Publication year: 2023
Page count:150
Publisher: TOR
Format: print
Cora Miller used to be a mermaid. She returned to her birth world months ago but didn’t fit in. She went to Eleanor West’s Home for Wayward Children where the other students had all gone to different worlds and returned. Cora and her friends had a joint adventure in a world that left scars on her. She’s afraid that the Drowned Gods from that other world are calling her back. She wants to forget that she ever left.
So she asks the headmistress Eleanor West if she can go to the other school for kids who have returned from another world: the Whitecrest School. Except in Whitecrest, the children are taught to forget their otherworldly experiences and embrace the real world as the only one. Cora craves that.
Eleanor reluctantly agrees and Cora travels to the other school, without telling her friends. At Whitecrest everything is different: the kids aren’t friends because that would be weakness. Cora is overweight and she’s bullied. At first, she’s determined to thrive. But then she realizes that something is seriously wrong.
This was the conclusion to Cora’s story. Unfortunately, I haven’t read the other books with her. Still, this was a good story. It examines what it means to be a hero and what you do when all choices are bad.
Cora is a determined girl who knows what she wants. She’s been overweight her whole life and is used to others looking down at her because of it. The only time when she wasn’t bullied for her weight was at Eleanor West’s Home for Wayward Children so she misses it and her friends.

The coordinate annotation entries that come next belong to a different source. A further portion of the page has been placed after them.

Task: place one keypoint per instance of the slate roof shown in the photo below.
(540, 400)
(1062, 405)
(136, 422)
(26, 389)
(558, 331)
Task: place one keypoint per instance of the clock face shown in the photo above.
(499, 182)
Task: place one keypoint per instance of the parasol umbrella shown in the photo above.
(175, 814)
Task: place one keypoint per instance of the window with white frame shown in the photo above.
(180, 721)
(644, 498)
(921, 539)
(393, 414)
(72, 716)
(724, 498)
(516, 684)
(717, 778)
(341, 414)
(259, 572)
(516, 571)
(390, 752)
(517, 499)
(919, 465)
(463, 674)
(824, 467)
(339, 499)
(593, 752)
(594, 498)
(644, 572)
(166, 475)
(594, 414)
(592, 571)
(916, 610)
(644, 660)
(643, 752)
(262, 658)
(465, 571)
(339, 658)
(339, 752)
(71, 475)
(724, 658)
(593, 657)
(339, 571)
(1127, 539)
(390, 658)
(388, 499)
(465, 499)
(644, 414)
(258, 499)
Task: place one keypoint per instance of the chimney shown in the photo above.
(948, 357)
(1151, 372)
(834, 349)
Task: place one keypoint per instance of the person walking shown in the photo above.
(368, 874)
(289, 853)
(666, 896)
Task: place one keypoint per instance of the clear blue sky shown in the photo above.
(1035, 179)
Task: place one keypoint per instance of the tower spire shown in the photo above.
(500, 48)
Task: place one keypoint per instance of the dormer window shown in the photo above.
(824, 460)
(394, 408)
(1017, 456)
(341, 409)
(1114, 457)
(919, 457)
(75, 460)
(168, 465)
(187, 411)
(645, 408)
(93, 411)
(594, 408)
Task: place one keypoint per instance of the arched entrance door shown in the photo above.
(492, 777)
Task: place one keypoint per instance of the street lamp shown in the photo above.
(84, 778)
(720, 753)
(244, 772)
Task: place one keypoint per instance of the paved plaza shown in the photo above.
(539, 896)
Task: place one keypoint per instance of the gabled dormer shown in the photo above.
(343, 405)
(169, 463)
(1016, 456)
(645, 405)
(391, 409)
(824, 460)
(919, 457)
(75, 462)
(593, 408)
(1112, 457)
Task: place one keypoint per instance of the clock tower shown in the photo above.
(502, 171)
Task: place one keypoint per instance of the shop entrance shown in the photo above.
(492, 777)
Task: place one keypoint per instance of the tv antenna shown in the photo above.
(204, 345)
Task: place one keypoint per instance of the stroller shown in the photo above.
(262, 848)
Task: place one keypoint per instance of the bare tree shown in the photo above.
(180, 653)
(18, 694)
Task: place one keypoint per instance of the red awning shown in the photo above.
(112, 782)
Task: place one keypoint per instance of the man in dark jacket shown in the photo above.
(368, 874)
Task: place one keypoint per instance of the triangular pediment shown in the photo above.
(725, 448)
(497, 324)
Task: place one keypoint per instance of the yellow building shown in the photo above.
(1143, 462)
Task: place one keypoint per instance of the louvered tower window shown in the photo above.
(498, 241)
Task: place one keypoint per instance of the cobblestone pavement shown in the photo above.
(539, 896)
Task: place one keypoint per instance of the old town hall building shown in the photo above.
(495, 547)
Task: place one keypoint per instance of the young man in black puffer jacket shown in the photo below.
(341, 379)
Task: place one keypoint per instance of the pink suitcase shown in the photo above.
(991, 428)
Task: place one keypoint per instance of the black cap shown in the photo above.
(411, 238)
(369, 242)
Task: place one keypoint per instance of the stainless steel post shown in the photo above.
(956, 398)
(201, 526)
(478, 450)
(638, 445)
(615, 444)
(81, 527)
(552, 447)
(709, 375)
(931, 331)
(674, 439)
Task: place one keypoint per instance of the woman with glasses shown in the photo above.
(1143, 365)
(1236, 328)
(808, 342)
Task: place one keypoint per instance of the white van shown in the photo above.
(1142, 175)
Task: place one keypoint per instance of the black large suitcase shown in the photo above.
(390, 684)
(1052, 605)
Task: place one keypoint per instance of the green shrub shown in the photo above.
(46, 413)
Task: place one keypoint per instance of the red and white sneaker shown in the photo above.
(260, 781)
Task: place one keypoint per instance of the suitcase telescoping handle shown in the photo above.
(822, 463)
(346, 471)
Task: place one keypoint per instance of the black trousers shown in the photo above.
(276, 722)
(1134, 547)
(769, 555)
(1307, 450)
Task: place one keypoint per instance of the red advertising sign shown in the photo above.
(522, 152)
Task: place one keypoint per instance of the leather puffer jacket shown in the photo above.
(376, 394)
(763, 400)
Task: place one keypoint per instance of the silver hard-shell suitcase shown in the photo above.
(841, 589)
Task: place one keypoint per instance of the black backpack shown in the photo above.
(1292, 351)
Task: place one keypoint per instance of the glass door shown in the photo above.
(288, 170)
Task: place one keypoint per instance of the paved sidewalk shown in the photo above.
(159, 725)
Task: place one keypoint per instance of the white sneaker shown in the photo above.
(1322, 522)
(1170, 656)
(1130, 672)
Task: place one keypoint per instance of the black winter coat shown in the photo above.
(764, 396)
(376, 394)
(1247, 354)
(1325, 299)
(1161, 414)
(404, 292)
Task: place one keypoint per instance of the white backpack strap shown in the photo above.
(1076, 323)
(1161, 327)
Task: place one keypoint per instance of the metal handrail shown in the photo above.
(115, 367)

Like the other books in the series, this story is at the same time horrible and wonderful. All the other children had gone through the experience of going to another world. Some worlds were great, others horrible. Most of them were heroes in that other world and they all have problems trying to fit into the real world. The school aims to destroy their individuality and make them bland. Unfortunately, the secondary characters aren’t very deep. Almost all of them are bullies.
I did enjoy this story but probably would have enjoyed it more, if I had read the previous books with Cora.